Iluminada por la luna, parecía menos fea que de día. No expresaba odio ni nada, exceptuando una gran animación, en espera de la respuesta.

- ¿Por qué les detestas? -preguntó Malva con desconfianza.

- ¿Yo? ... Basilio es un buen hombre; pero Iakov no vale un comino. En general no me gustan los aldeanos; todos son solapados. Se fingen desdichados para que les den pan. Tienen un municipio que cuida de ellos, de modo que no sé de qué se quejan. Tienen tierra y ganado. He sido cochero de un médico municipal: ¡entonces conocí a los campesinos! Después fui vagabundo. Cuando llegaba a una aldea y pedía pan: ¿Quién eres? ¿Qué haces? Venga el pasaporte ... Más de una vez me han azotado porque me tomaban por un ladrón de caballos o porque se les antojaba ... Me encarcelaban ... Gimen y fingen que no pueden vivir por más que tengan campos. Y yo, ¿qué tengo contra ellos?

- ¿No eres aldeano?

- Soy ciudadano -replicó con cierto orgullo Serejka-, ciudadano de Uglitch.

- Yo de Pavlitcha -contestó Malva.

- Nadie me protege. ¡Y los campesinos pueden vivir! ¡qué demonio! ¡Tienen municipio y todo!

- ¿Qué es un municipio?

- Lléveme el diablo si lo sé. Es para los labriegos; es un consejo ... ¡Dejemos esto! Hablemos de nuestro asunto. ¿Quieres hacer lo que te digo? No resultará nada malo; se pegarán a lo sumo. Cuenta conmigo. ¿De modo que Basilio te ha pegado? Bueno; pues que su hijo le devuelva los golpes que te dio.

- ¿Por qué no? ¡Tendría gracia ...!

- Si lo piensas un poquito, verás que es muy agradable que las gentes se rompan las muelas por ti, por unas palabras tuyas. Hablas un poquito y ... ¡ya está!

Serejka le encomió largo rato y con fuego lo bonito del papel que le proponía. Hablaba en serio y en broma a la vez, y se entusiasmaba a sí mismo sinceramente.

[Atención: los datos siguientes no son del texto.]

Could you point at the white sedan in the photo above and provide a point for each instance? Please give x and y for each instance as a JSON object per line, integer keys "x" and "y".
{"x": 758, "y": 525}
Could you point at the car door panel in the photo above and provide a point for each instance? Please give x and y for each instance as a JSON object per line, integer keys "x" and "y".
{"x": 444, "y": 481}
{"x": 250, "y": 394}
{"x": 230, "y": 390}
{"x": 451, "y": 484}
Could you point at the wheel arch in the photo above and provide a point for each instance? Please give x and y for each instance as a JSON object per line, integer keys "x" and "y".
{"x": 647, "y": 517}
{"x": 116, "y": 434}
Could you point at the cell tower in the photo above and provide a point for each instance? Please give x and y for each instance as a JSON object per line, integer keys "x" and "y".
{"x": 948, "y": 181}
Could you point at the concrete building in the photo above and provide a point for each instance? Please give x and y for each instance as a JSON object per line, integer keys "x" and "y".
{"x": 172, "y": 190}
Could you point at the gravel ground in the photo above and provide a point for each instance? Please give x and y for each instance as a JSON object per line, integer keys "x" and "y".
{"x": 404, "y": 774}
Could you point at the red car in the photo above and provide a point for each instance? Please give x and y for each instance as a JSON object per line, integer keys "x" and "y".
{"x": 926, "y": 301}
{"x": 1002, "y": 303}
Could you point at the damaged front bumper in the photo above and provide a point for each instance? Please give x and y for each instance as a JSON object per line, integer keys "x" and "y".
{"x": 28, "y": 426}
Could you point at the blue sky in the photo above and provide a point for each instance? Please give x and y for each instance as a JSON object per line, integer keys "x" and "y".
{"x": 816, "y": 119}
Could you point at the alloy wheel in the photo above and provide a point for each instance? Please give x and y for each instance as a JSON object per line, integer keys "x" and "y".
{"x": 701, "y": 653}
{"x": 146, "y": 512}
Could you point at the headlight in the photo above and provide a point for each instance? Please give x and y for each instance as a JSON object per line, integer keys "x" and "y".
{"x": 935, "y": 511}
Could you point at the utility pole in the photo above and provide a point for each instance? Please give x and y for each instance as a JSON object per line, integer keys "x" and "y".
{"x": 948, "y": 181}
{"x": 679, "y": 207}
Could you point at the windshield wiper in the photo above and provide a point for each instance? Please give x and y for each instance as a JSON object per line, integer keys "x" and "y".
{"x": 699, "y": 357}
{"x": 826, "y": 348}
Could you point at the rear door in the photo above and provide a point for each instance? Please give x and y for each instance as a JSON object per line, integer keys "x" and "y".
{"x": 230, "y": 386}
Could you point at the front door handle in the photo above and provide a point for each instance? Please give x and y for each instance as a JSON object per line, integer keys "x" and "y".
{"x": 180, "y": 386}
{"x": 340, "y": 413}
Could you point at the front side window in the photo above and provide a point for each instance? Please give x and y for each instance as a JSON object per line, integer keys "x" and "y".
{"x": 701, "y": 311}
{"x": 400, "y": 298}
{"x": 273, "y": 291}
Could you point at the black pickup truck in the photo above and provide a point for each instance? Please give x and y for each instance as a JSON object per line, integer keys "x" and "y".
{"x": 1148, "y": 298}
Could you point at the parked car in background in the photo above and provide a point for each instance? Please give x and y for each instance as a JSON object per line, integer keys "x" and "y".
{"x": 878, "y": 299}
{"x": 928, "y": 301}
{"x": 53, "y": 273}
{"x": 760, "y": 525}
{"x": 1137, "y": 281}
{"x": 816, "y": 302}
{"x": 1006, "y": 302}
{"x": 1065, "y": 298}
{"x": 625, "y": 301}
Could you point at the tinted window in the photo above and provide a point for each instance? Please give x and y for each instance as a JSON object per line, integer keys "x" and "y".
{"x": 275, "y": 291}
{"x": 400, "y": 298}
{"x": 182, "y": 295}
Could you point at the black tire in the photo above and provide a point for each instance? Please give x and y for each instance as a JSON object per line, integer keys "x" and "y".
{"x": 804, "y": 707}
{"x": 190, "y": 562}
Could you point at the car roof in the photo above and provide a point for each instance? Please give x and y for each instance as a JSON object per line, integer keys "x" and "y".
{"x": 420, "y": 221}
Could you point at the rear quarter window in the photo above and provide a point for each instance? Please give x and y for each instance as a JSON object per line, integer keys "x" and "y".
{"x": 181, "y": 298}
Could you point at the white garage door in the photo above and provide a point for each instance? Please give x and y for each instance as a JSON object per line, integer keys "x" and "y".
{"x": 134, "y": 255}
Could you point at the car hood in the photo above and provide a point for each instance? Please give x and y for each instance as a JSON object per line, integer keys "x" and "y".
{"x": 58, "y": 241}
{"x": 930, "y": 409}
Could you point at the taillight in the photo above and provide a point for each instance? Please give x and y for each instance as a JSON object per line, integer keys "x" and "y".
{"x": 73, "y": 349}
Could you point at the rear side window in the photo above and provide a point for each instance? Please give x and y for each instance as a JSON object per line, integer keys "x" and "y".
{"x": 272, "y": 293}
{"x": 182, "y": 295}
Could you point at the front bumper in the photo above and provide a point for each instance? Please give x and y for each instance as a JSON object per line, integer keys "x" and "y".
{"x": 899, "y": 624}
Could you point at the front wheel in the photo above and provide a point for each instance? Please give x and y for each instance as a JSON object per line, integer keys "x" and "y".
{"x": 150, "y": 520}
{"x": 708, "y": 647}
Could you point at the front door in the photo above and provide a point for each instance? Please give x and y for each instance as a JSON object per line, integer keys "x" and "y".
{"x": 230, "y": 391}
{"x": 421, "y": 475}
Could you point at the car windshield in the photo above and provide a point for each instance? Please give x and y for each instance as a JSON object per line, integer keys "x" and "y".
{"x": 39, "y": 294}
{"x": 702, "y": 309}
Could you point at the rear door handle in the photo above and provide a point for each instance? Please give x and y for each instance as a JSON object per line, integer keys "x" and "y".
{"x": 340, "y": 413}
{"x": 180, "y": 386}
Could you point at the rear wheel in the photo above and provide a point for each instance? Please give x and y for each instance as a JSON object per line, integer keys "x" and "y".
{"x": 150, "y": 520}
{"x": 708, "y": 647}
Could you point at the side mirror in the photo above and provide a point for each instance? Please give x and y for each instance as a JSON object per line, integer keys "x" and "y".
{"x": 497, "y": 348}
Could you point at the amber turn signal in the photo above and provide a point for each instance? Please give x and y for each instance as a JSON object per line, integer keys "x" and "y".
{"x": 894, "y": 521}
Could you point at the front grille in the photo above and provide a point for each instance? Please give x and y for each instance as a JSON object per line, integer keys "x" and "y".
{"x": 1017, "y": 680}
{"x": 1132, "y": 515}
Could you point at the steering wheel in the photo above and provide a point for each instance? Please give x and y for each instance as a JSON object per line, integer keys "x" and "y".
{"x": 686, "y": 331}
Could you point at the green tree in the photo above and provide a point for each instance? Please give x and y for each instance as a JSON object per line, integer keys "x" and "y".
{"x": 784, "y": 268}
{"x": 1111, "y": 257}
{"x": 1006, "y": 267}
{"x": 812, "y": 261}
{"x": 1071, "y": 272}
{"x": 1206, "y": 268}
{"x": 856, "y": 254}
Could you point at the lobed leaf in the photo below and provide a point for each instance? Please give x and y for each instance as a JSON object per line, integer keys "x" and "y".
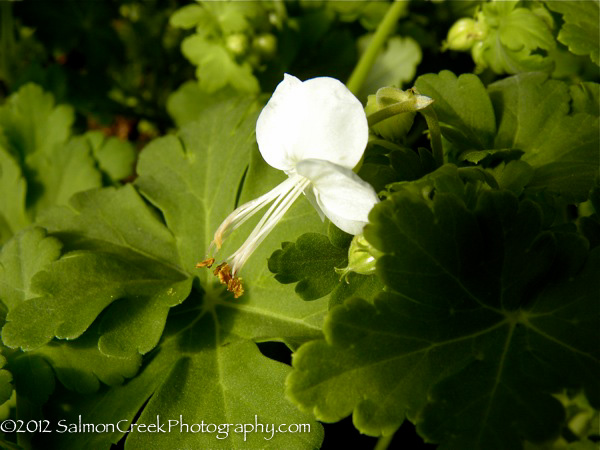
{"x": 485, "y": 311}
{"x": 580, "y": 31}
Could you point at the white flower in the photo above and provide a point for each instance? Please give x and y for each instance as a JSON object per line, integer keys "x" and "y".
{"x": 316, "y": 132}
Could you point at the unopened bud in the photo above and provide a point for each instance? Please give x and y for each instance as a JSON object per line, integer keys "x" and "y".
{"x": 237, "y": 43}
{"x": 464, "y": 34}
{"x": 362, "y": 257}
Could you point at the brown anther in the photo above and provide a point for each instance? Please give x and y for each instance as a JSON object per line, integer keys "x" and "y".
{"x": 206, "y": 263}
{"x": 234, "y": 284}
{"x": 223, "y": 272}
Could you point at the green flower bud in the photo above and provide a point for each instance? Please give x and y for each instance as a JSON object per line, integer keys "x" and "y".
{"x": 237, "y": 43}
{"x": 362, "y": 258}
{"x": 464, "y": 34}
{"x": 395, "y": 127}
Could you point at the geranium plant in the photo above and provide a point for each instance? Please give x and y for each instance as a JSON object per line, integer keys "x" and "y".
{"x": 424, "y": 273}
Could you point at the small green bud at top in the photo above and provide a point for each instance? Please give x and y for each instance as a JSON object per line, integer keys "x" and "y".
{"x": 464, "y": 34}
{"x": 401, "y": 107}
{"x": 362, "y": 257}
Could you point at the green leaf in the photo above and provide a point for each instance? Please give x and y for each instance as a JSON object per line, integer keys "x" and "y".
{"x": 485, "y": 311}
{"x": 513, "y": 40}
{"x": 89, "y": 281}
{"x": 20, "y": 259}
{"x": 80, "y": 366}
{"x": 463, "y": 107}
{"x": 310, "y": 262}
{"x": 216, "y": 67}
{"x": 198, "y": 376}
{"x": 115, "y": 156}
{"x": 580, "y": 32}
{"x": 13, "y": 215}
{"x": 585, "y": 98}
{"x": 188, "y": 17}
{"x": 31, "y": 123}
{"x": 73, "y": 170}
{"x": 532, "y": 116}
{"x": 126, "y": 264}
{"x": 188, "y": 101}
{"x": 52, "y": 167}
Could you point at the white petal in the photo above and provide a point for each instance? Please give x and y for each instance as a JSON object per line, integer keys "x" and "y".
{"x": 344, "y": 198}
{"x": 319, "y": 118}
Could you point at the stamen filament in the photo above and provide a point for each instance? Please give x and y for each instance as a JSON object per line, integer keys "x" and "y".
{"x": 247, "y": 210}
{"x": 267, "y": 223}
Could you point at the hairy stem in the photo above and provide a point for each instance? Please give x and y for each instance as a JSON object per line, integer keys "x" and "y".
{"x": 383, "y": 442}
{"x": 366, "y": 61}
{"x": 435, "y": 133}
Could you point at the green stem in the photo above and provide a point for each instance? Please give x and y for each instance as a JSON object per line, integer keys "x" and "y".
{"x": 435, "y": 133}
{"x": 385, "y": 28}
{"x": 383, "y": 442}
{"x": 7, "y": 41}
{"x": 389, "y": 111}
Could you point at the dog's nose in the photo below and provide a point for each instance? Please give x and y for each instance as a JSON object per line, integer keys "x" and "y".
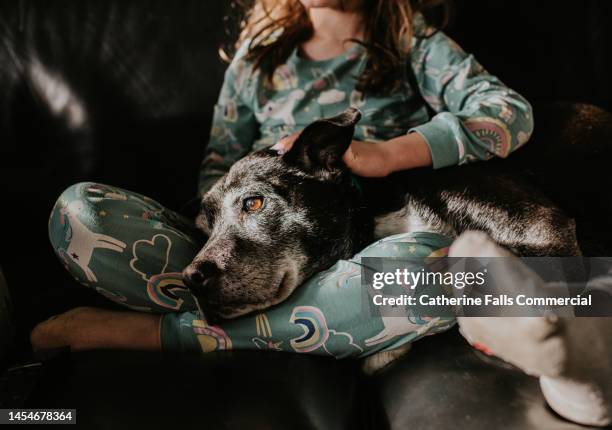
{"x": 198, "y": 275}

- ¡Ah! ¡Si naciera yo mujer! ¡qué ciscos hubiera armado! -exclamó a manera de conclusión.

Luego llevó ambas manos a la cabeza y calló.

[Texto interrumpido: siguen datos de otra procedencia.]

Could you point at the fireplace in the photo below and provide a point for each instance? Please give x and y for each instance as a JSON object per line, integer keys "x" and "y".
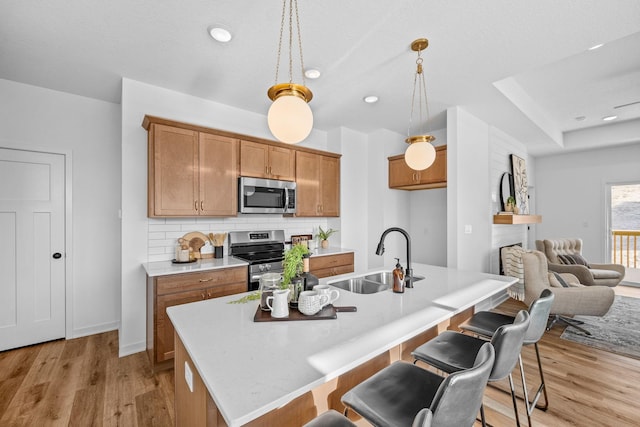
{"x": 500, "y": 255}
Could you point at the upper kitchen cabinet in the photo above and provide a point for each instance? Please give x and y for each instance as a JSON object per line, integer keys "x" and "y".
{"x": 190, "y": 173}
{"x": 260, "y": 160}
{"x": 318, "y": 185}
{"x": 403, "y": 177}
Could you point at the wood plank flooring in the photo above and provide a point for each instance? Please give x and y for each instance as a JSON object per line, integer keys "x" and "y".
{"x": 83, "y": 382}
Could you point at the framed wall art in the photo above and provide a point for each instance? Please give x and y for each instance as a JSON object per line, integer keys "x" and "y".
{"x": 519, "y": 172}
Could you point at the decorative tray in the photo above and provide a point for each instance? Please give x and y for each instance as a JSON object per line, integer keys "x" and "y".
{"x": 328, "y": 312}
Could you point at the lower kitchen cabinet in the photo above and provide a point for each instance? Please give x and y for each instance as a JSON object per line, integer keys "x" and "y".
{"x": 331, "y": 265}
{"x": 176, "y": 289}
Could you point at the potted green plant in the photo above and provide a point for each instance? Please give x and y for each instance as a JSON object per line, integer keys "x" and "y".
{"x": 324, "y": 236}
{"x": 293, "y": 263}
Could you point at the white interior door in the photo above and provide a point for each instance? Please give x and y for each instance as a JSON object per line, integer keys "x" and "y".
{"x": 32, "y": 247}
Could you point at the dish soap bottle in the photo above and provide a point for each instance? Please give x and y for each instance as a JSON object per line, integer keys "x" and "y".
{"x": 398, "y": 278}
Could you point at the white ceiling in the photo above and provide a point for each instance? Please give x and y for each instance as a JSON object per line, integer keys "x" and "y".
{"x": 520, "y": 65}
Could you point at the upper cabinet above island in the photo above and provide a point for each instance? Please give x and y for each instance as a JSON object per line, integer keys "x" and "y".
{"x": 193, "y": 171}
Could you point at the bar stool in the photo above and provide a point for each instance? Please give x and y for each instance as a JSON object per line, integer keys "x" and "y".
{"x": 403, "y": 394}
{"x": 485, "y": 324}
{"x": 452, "y": 351}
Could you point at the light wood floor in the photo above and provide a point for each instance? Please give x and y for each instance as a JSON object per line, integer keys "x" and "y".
{"x": 83, "y": 382}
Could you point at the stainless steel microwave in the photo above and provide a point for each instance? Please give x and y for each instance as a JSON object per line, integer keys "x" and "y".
{"x": 266, "y": 196}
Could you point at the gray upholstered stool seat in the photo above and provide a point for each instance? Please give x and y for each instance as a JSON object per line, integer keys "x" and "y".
{"x": 453, "y": 351}
{"x": 486, "y": 323}
{"x": 331, "y": 418}
{"x": 399, "y": 394}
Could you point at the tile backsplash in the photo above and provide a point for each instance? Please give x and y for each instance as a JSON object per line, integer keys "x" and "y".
{"x": 164, "y": 232}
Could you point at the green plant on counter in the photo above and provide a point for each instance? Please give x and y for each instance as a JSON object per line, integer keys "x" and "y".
{"x": 325, "y": 234}
{"x": 254, "y": 296}
{"x": 292, "y": 263}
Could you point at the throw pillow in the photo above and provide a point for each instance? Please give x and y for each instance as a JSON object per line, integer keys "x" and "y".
{"x": 560, "y": 280}
{"x": 573, "y": 259}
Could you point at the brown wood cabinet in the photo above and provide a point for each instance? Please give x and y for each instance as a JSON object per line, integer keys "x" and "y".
{"x": 176, "y": 289}
{"x": 403, "y": 177}
{"x": 191, "y": 173}
{"x": 267, "y": 161}
{"x": 318, "y": 185}
{"x": 331, "y": 265}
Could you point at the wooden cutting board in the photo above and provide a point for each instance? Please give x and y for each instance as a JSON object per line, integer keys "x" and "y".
{"x": 327, "y": 312}
{"x": 196, "y": 241}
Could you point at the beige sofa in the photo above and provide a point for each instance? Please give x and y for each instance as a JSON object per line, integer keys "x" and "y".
{"x": 593, "y": 274}
{"x": 569, "y": 301}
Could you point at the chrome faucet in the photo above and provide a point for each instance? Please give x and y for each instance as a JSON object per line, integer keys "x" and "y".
{"x": 380, "y": 251}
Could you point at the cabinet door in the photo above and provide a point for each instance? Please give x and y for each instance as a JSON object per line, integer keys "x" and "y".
{"x": 218, "y": 175}
{"x": 254, "y": 159}
{"x": 437, "y": 172}
{"x": 281, "y": 163}
{"x": 329, "y": 186}
{"x": 307, "y": 184}
{"x": 400, "y": 174}
{"x": 164, "y": 327}
{"x": 173, "y": 172}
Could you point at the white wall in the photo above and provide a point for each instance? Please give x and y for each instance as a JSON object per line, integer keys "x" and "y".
{"x": 502, "y": 146}
{"x": 353, "y": 221}
{"x": 40, "y": 119}
{"x": 469, "y": 193}
{"x": 428, "y": 220}
{"x": 571, "y": 196}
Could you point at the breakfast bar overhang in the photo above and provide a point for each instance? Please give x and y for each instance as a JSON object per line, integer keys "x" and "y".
{"x": 247, "y": 369}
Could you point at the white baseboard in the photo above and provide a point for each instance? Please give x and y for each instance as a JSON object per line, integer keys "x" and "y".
{"x": 95, "y": 329}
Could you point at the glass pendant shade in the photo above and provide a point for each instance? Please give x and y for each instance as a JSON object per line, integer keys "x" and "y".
{"x": 290, "y": 119}
{"x": 420, "y": 155}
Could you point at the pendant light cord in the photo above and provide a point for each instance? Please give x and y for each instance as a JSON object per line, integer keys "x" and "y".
{"x": 284, "y": 8}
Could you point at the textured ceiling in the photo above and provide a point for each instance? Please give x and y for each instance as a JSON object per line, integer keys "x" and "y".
{"x": 520, "y": 65}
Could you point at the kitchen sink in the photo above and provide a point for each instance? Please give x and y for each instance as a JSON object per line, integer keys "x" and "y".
{"x": 370, "y": 283}
{"x": 386, "y": 277}
{"x": 360, "y": 285}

La luna estaba alta cuando se separaron. Después de marcharse ellos, la belleza de la noche pareció más augusta. No hubo más que la mar ilimitada y maravillosa, argentada por la luna, y el cielo tachonado de estrellas. Había, además, las dunas, los sauces y dos largas barracas negras, como desmedidos y groseros atáudes allí depositados. Pero todo aquello era raquítico ante el mar y las estrellas que lo contemplaan centelleando fríamente.